The collapse in global air traffic as a result of the outbreak, with demand unlikely to recover this year, will lead to significantly lower 2020 emissions. This in turn will lower the baseline considerably than was previously projected and result in much higher anticipated offsetting requirements and therefore costs once the sector returns to previous levels, says IATA.
It requests the Council to make the change no later than the end of June.

In a position paper, IATA says the baseline must be adjusted “to ensure the sustainable development of international aviation and avoid an inappropriate economic burden on the sector.” It recommends that only emissions for 2019 be used for calculating the baseline.

In support of its justification for a change in the baseline, the IATA paper quotes paragraph 16 of the A40-19 CORSIA resolution passed at the last ICAO Assembly in 2019,  “… on the need to provide for safeguards in the CORSIA to ensure the sustainable development of the international aviation sector and against inappropriate economic burden on international aviation, and requests the Council to decide the basis and criteria for triggering such action and identify possible means to address these issues …”.

The IATA paper argues: “Allowing the use of 2019 emissions as an alternative would preserve the environmental benefits that were forecast to be achieved through CORSIA as the adjusted baseline would remain more stringent than what the baseline would have been without the Covid-19 crisis.”

The airline trade body is also concerned that countries already signed up to join the voluntary pilot and first phases of CORSIA, and those still considering joining, may reconsider their positions in order to protect their airlines from potential higher compliance costs if no change is made to the 2019/20 calculation. States have until June 30 to notify ICAO of their intention to join the scheme from the beginning or decide to discontinue their voluntary participation.

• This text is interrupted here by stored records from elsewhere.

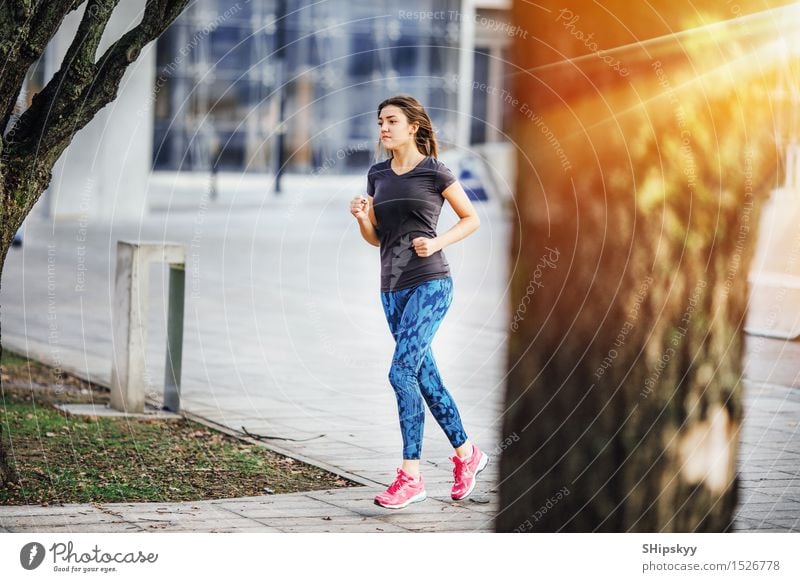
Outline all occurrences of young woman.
[350,95,489,509]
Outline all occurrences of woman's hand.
[411,236,442,257]
[350,196,369,220]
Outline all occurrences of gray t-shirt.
[367,156,456,291]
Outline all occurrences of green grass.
[0,350,354,505]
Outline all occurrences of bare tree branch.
[8,0,189,171]
[0,0,85,130]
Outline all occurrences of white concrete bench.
[111,241,186,414]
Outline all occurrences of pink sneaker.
[375,468,427,509]
[450,444,489,501]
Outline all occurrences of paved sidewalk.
[0,194,800,532]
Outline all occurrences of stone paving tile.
[8,522,143,533]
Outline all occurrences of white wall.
[46,0,155,220]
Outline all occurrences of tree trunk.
[496,0,776,532]
[0,237,19,489]
[0,0,189,498]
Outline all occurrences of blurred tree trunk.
[0,0,189,487]
[496,0,785,532]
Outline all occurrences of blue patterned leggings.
[381,277,467,459]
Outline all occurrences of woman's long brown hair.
[378,95,439,158]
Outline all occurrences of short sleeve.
[436,162,456,194]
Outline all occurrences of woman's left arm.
[411,180,481,257]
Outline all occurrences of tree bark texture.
[495,0,781,532]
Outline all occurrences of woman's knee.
[389,363,416,390]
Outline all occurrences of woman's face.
[378,105,417,150]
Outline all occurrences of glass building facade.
[153,0,462,173]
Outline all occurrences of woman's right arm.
[350,196,381,247]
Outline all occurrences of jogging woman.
[350,95,489,509]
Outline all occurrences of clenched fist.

Accordingly, IATA urges the Council to take a decision on a baseline adjustment before this date at the latest.

IATA also calls on ICAO to urge States to extend the May 31 deadline for the submission by aeroplane operators of their 2019 verified emissions report until at least the end of October 2020. It argues Covid-19 travel restrictions and confinement measures in many countries “have made it impossible for verification bodies to conduct verification activities.”

Historically, air transport activity has rebounded quickly after previous global crises but IATA’s March 24 Covid-19 impact assessment points to the potential for a deep financial recession following the outbreak that would delay the air transport sector’s recovery to previous levels. If this was to be the case and a 2019 only baseline applied to CORSIA, this could considerably reduce airline demand for offsets, at least in the 2021-23 pilot phase.Although it is too early to predict the impact of the pandemic on total emissions from international aviation this year, IATA’s current forecast is for a 38% fall in global passenger traffic in 2020. According to IATA, global emissions in 2019 – from domestic as well as international flights – totalled 915 million tonnes. Emissions from international aviation activity, which will be covered by CORSIA, account for around 60% of the global total.